Following the Government’s Spring Budget on Wednesday 15 March, Jason Mitchell, partner at MHA, says the Chancellor has delivered for the UK tech and medical sectors, with Quantum likely to see high growth in the years to come:
“The Chancellor should be applauded for grasping the opportunity to enhance the UK’s position as a science super power. Reforming the UK’s drugs regulator, Medicines and Healthcare products Regulatory Agency (MHRA) to deliver efficient approvals for medicines already approved in other leading countries and providing an additional £10m in regulatory funding will attract greater sector investment and quicken medical product roadmaps throughout the sector.
“The government’s new Plan for Quantum which will inject £2.5bn investment into the sector will also help keep the UK at the forefront of a fast-moving field and encourage those businesses considering a move into Quantum to take the plunge, alongside the Chancellor’s new £1m annual AI research prize for the next ten years.

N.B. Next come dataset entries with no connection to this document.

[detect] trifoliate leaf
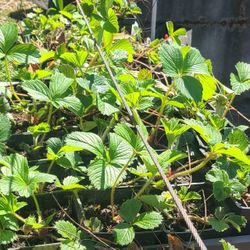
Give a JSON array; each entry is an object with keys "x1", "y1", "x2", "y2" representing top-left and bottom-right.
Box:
[
  {"x1": 113, "y1": 223, "x2": 135, "y2": 246},
  {"x1": 66, "y1": 132, "x2": 104, "y2": 158},
  {"x1": 133, "y1": 211, "x2": 163, "y2": 229},
  {"x1": 119, "y1": 199, "x2": 142, "y2": 222},
  {"x1": 55, "y1": 220, "x2": 79, "y2": 240},
  {"x1": 88, "y1": 159, "x2": 126, "y2": 190},
  {"x1": 0, "y1": 114, "x2": 11, "y2": 142},
  {"x1": 230, "y1": 62, "x2": 250, "y2": 95}
]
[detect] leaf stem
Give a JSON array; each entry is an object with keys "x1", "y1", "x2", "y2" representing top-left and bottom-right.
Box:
[
  {"x1": 4, "y1": 59, "x2": 21, "y2": 102},
  {"x1": 149, "y1": 83, "x2": 174, "y2": 142},
  {"x1": 169, "y1": 153, "x2": 215, "y2": 181},
  {"x1": 135, "y1": 174, "x2": 156, "y2": 198},
  {"x1": 222, "y1": 94, "x2": 236, "y2": 118},
  {"x1": 32, "y1": 193, "x2": 43, "y2": 223},
  {"x1": 101, "y1": 116, "x2": 116, "y2": 142},
  {"x1": 47, "y1": 103, "x2": 53, "y2": 125},
  {"x1": 13, "y1": 213, "x2": 26, "y2": 224},
  {"x1": 110, "y1": 152, "x2": 136, "y2": 218},
  {"x1": 73, "y1": 190, "x2": 86, "y2": 224}
]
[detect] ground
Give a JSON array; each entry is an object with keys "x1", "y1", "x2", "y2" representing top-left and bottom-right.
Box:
[{"x1": 0, "y1": 0, "x2": 34, "y2": 24}]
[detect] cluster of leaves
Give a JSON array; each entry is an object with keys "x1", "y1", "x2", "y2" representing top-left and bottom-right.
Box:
[{"x1": 0, "y1": 0, "x2": 250, "y2": 249}]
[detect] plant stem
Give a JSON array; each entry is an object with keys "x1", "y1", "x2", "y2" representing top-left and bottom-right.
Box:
[
  {"x1": 73, "y1": 190, "x2": 85, "y2": 225},
  {"x1": 39, "y1": 161, "x2": 55, "y2": 193},
  {"x1": 135, "y1": 174, "x2": 156, "y2": 198},
  {"x1": 4, "y1": 59, "x2": 21, "y2": 102},
  {"x1": 32, "y1": 193, "x2": 43, "y2": 223},
  {"x1": 169, "y1": 153, "x2": 215, "y2": 181},
  {"x1": 101, "y1": 116, "x2": 116, "y2": 141},
  {"x1": 110, "y1": 152, "x2": 136, "y2": 218},
  {"x1": 149, "y1": 83, "x2": 174, "y2": 142},
  {"x1": 13, "y1": 213, "x2": 26, "y2": 224},
  {"x1": 222, "y1": 94, "x2": 236, "y2": 117},
  {"x1": 47, "y1": 161, "x2": 55, "y2": 174},
  {"x1": 47, "y1": 103, "x2": 53, "y2": 124}
]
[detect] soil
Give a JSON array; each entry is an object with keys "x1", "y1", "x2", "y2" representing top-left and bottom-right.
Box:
[{"x1": 0, "y1": 0, "x2": 36, "y2": 24}]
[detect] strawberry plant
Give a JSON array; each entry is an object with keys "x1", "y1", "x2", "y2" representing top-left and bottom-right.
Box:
[{"x1": 0, "y1": 0, "x2": 250, "y2": 249}]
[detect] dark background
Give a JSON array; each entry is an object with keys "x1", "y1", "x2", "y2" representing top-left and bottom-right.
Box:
[{"x1": 138, "y1": 0, "x2": 250, "y2": 125}]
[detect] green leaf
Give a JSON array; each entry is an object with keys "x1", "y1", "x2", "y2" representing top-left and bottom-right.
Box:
[
  {"x1": 54, "y1": 95, "x2": 84, "y2": 116},
  {"x1": 213, "y1": 143, "x2": 250, "y2": 166},
  {"x1": 184, "y1": 119, "x2": 222, "y2": 145},
  {"x1": 119, "y1": 199, "x2": 142, "y2": 222},
  {"x1": 109, "y1": 133, "x2": 133, "y2": 164},
  {"x1": 166, "y1": 21, "x2": 174, "y2": 36},
  {"x1": 58, "y1": 176, "x2": 84, "y2": 190},
  {"x1": 230, "y1": 62, "x2": 250, "y2": 95},
  {"x1": 108, "y1": 39, "x2": 135, "y2": 62},
  {"x1": 113, "y1": 223, "x2": 135, "y2": 246},
  {"x1": 225, "y1": 214, "x2": 247, "y2": 233},
  {"x1": 139, "y1": 194, "x2": 171, "y2": 210},
  {"x1": 213, "y1": 181, "x2": 231, "y2": 201},
  {"x1": 0, "y1": 114, "x2": 11, "y2": 142},
  {"x1": 60, "y1": 240, "x2": 87, "y2": 250},
  {"x1": 6, "y1": 44, "x2": 40, "y2": 64},
  {"x1": 159, "y1": 44, "x2": 209, "y2": 77},
  {"x1": 103, "y1": 8, "x2": 119, "y2": 33},
  {"x1": 0, "y1": 194, "x2": 27, "y2": 216},
  {"x1": 133, "y1": 211, "x2": 163, "y2": 229},
  {"x1": 96, "y1": 93, "x2": 119, "y2": 116},
  {"x1": 28, "y1": 122, "x2": 50, "y2": 137},
  {"x1": 114, "y1": 123, "x2": 144, "y2": 152},
  {"x1": 227, "y1": 129, "x2": 249, "y2": 151},
  {"x1": 60, "y1": 50, "x2": 88, "y2": 67},
  {"x1": 220, "y1": 239, "x2": 238, "y2": 250},
  {"x1": 0, "y1": 23, "x2": 18, "y2": 54},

“While the Chancellor’s commitment to the UK’s new 12 investment zones will bolster the government’s levelling up agenda and develop new skills in the workforce, questions remain over how this will that affect existing innovation hubs and if their existing funding may become diluted in the years ahead.
“Many start-ups and high growth tech companies will also have a keen eye on the autumn budget which the Chancellor earmarked for providing greater funding and support for businesses following the recent collapse of Silicon Valley Bank. As the market remains jittery following last week’s collapse and the UK’s SVB arm being acquired by HSBC, the Chancellor must deliver on that promise to keep the UK a leading centre of finance and fintech in the coming decade.”